The formula by which consoles do battle has changed from what we dealt with in the past. Graphic performance is definitely why the SNES eventually surpassed the Sega Genesis / Mega Drive, good 3D titles is what gave the PlayStation the jump on the Sega Saturn and a lack of horsepower is why the Sega Dreamcast eventually captulated in the face of the XBox and PS2.
But now we've hit the wall of deminishing returns on what our consoles can do, and what kind of response it gets out of us. No doubt, the PS3 has the potential to deliver astonighing graphics - but maybe astonishing graphics are becoming passé. Sure, I can see chunks of brain flying out of a zombies skull when I blast it with my assult rifle, but the overall effect isn't terribly different from same zombie game ported onto the 360 or Wii.

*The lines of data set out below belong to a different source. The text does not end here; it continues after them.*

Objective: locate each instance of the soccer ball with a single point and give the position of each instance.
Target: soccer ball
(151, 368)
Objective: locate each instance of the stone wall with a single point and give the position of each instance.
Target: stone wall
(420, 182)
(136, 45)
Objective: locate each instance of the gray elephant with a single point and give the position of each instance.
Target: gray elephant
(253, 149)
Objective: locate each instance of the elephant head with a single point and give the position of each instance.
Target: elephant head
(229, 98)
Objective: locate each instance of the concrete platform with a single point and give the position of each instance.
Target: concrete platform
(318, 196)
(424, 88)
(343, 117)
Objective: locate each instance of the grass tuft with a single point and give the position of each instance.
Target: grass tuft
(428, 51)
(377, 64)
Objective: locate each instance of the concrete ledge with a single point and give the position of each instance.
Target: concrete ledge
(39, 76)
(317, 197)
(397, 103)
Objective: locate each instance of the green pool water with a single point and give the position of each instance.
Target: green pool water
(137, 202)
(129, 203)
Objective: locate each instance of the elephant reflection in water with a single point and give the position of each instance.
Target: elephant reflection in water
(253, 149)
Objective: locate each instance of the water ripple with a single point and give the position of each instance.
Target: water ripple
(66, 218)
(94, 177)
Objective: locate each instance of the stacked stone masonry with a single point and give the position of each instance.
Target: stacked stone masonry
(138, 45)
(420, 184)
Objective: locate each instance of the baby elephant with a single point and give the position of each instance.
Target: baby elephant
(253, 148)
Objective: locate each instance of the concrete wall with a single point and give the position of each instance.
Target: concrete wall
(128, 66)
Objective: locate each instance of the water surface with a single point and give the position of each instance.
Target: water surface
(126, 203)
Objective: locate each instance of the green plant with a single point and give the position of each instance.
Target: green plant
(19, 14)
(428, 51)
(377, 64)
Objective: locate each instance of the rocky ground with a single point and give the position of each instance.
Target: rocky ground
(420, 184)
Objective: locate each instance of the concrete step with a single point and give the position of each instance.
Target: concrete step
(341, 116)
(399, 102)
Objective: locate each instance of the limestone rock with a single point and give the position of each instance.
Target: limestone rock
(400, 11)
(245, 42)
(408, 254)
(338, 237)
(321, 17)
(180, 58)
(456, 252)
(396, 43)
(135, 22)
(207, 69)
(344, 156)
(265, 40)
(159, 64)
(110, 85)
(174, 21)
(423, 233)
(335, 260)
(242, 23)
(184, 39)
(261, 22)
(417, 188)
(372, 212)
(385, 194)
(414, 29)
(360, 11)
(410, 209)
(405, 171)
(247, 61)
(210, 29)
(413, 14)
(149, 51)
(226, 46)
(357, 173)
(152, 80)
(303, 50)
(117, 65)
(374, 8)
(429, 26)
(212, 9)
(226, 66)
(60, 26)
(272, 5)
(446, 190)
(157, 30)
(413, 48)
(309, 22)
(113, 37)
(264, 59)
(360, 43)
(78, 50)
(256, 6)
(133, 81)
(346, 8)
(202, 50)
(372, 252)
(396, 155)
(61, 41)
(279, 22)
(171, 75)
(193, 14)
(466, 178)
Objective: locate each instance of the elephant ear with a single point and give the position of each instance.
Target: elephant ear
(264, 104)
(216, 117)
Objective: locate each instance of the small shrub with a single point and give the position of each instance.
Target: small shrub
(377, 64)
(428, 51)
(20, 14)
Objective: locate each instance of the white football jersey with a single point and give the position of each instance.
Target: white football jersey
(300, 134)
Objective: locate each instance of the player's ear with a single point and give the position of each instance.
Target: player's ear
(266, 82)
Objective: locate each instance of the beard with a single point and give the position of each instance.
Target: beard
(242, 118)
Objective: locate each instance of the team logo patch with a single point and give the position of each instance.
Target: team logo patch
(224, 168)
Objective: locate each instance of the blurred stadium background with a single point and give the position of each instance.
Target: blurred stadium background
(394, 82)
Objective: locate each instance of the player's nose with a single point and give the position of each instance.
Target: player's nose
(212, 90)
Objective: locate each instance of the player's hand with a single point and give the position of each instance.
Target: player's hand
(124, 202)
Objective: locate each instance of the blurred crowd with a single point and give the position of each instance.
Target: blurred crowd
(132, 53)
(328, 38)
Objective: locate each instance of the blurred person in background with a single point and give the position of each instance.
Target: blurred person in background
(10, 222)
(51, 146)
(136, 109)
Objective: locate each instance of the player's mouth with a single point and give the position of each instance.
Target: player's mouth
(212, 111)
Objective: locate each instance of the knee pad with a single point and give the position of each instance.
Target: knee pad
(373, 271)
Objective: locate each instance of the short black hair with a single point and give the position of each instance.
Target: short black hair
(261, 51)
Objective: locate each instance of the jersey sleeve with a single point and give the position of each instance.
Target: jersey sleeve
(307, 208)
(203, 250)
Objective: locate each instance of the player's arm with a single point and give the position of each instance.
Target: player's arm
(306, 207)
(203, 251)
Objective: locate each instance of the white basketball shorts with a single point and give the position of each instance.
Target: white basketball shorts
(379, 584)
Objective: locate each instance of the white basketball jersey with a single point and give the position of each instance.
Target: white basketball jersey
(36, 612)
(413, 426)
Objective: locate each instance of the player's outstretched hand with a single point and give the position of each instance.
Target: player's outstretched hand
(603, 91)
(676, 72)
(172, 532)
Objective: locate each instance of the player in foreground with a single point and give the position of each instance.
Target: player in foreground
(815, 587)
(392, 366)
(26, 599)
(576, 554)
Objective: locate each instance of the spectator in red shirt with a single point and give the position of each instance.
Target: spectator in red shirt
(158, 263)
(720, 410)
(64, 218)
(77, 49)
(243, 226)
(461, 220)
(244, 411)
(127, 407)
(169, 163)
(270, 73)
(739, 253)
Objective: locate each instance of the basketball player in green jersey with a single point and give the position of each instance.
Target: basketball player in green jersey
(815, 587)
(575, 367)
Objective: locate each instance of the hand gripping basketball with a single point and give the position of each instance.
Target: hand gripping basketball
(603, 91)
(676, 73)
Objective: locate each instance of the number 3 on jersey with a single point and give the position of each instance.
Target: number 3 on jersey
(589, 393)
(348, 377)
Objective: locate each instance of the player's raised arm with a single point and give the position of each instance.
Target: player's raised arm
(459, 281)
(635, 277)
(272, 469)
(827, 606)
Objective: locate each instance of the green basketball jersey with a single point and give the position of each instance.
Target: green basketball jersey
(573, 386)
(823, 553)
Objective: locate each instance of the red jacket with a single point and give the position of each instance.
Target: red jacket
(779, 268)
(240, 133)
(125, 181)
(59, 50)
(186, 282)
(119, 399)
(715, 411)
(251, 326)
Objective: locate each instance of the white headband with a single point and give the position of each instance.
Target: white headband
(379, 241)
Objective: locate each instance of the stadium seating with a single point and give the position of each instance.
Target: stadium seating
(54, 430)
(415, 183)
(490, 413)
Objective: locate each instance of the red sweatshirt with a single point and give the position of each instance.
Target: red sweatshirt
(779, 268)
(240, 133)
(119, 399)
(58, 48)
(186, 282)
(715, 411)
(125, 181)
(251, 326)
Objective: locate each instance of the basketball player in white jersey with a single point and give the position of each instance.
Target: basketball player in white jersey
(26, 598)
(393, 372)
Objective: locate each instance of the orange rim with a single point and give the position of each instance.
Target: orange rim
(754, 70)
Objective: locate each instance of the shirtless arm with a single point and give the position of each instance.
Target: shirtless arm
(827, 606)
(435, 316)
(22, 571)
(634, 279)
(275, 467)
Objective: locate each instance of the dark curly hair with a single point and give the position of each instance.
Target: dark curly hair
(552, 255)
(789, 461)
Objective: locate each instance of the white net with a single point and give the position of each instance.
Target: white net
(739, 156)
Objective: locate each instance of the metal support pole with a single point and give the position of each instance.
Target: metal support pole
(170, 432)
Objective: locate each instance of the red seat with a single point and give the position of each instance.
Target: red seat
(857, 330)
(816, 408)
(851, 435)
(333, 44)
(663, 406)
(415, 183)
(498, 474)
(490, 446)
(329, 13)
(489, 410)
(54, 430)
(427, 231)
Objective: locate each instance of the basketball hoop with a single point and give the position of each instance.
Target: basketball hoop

I could be wrong, but this time around massive processing horsepower could be the least important component in the gaming equation. The PS3 will up the ante with more sophisticated environments, but then again, so will programmers finesse better performance out of the 360 and Wii. | It's going to be very even with 360 vs. PS3 for the first year at least. But I believe that later on when the developers can get the most out of the PS3 there will be a more visible difference. This is what they say on cnn.com: Quote: |
The key thing to know about the Cell is that it has the juice to run a new class of gameplay physics that will allow developers to create spectacular effects and eventually provide a whole new depth of realism to games. Paired with PlayStation 3's RSX Reality Synthesizer graphics-processing unit, a gargantuan 550MHz, 300-million-transistor graphics chip based on Nvidia's GeForce 7800 GTX graphics technology, and you're looking at a very high-end PC. The only problem, of course, is that it'll take developers years to learn to take full advantage of all that processing power and truly deliver on the graphical promise of the system. The same, of course, is true for the Xbox 360, but we suspect from our talks with developers that the PS3 may ultimately be declared the more powerful system. (Say what you will about increasing development times and rising costs for producing video games, but Blu-ray's 25GB to 50GB storage capacity--as opposed to 8.5GB for the Xbox 360's DVD drive--does give developers the chance to create huge games).